Loading Data As Needed¶
Sometimes it is preferable to load data only when it is required. For example, when creating a pipeline that handles a large amount of image data, a naive way would be to load the data at the beginning (i.e. through a reader), and pass all the data along the pipeline.
Yet this approach could be inefficient since the actual images are passing along the pipeline, potentially through a network. If not all the processors in the pipeline need to access the image data, a better alternative would be to lazy load the data when needed, while all the data stays at an online location (such as an NSF location or a hyperlink).
Forte’s Payload
classes provides options for you to do exactly that.
[9]:
from typing import Optional
from dataclasses import dataclass
from forte.data.data_pack import DataPack
from forte.data.ontology.top import ImagePayload
@dataclass
class JpegPayload(ImagePayload):
"""
Attributes:
extensions (Optional[str]):
mime (Optional[str]):
type_code (Optional[str]):
version (Optional[int]):
source_type (Optional[int]):
"""
extensions: Optional[str]
mime: Optional[str]
type_code: Optional[str]
version: Optional[int]
source_type: Optional[int]
def __init__(self, pack: DataPack):
super().__init__(pack)
self.extensions: Optional[str] = None
self.mime: Optional[str] = None
self.type_code: Optional[str] = None
self.version: Optional[int] = None
self.source_type: Optional[int] = None
The class above is an example Payload
class inheriting the Forte built-in ImagePayload
class (note that this class is generated through the ontology generator, you should be able to find the definitions here).
The Payload
classes, as their name suggest, are used to store data. A Payload
class has certain default members, such as a uri
and a cache
, and one can also enrich the class by extending it, like above.
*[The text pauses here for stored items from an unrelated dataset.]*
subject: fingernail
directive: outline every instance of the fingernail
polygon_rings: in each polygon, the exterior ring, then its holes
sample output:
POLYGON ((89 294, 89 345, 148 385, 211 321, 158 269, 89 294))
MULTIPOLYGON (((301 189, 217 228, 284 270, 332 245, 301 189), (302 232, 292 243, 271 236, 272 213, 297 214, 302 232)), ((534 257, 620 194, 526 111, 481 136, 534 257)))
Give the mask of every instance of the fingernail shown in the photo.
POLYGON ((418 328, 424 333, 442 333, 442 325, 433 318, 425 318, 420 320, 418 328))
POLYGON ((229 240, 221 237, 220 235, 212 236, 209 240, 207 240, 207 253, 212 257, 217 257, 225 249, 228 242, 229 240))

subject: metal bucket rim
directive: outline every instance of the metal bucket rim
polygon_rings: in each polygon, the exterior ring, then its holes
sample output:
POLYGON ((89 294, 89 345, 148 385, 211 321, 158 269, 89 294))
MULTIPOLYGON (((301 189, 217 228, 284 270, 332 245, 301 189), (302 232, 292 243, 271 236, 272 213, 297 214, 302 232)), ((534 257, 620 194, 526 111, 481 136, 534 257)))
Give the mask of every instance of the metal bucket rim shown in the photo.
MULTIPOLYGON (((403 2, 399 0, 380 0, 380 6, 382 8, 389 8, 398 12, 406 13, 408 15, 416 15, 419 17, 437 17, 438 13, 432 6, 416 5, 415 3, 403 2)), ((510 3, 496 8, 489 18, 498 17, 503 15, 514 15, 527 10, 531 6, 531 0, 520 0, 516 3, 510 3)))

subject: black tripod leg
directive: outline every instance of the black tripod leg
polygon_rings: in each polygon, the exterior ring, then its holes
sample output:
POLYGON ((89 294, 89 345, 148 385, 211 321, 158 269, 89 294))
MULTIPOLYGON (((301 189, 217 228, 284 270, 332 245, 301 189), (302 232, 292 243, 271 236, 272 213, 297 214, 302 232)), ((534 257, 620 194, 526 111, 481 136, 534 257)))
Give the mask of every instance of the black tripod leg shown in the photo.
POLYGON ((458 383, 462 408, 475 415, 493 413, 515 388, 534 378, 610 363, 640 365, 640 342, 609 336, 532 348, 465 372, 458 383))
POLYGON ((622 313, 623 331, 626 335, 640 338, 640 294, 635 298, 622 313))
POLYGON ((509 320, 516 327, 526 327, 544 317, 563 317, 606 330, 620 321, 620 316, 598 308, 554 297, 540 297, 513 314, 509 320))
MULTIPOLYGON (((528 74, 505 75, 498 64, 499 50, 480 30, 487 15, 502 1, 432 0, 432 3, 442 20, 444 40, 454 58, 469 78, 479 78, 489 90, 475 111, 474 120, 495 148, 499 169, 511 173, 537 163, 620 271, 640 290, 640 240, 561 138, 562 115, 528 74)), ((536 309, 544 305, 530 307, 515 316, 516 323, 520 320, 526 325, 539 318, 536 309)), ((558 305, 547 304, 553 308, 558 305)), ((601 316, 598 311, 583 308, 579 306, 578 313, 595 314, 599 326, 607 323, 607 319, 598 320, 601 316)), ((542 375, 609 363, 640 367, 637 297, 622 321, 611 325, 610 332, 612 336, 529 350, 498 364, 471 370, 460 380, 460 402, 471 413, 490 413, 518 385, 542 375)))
The simple usage of a Payload
class is to access its uri
and cache
. The uri
is defined by you, it could be a URL or a remote file path. And the cache
is used to store the actual data. In a regular Forte reader implementation, one might want to specify the uri
and populate the cache
with actual data. Let’s see a quick example.
[10]:
# A Payload is just another regular entry object,
# so we can handle this in the same way.
datapack = DataPack()
sp = JpegPayload(datapack)
sp.uri = "http://some/path/"
print(datapack.get_single(JpegPayload).uri)
http://some/path/
We have set the uri
for this particular payload, which is lightweight since we only added a string to it. While one can load the actual data into sp.cache
by reading the uri
now, let’s study the “lazy loading” option.
Forte allows one to do this by associating a load
function to the Payload
class using a simple decorator like below:
[11]:
from forte.data.ontology.top import load_func
@load_func(JpegPayload)
def load(payload: JpegPayload):
def read_uri(input_uri): # The function to read the URI.
# to be implemented
pass
return read_uri(payload.uri) # Returns the payload content.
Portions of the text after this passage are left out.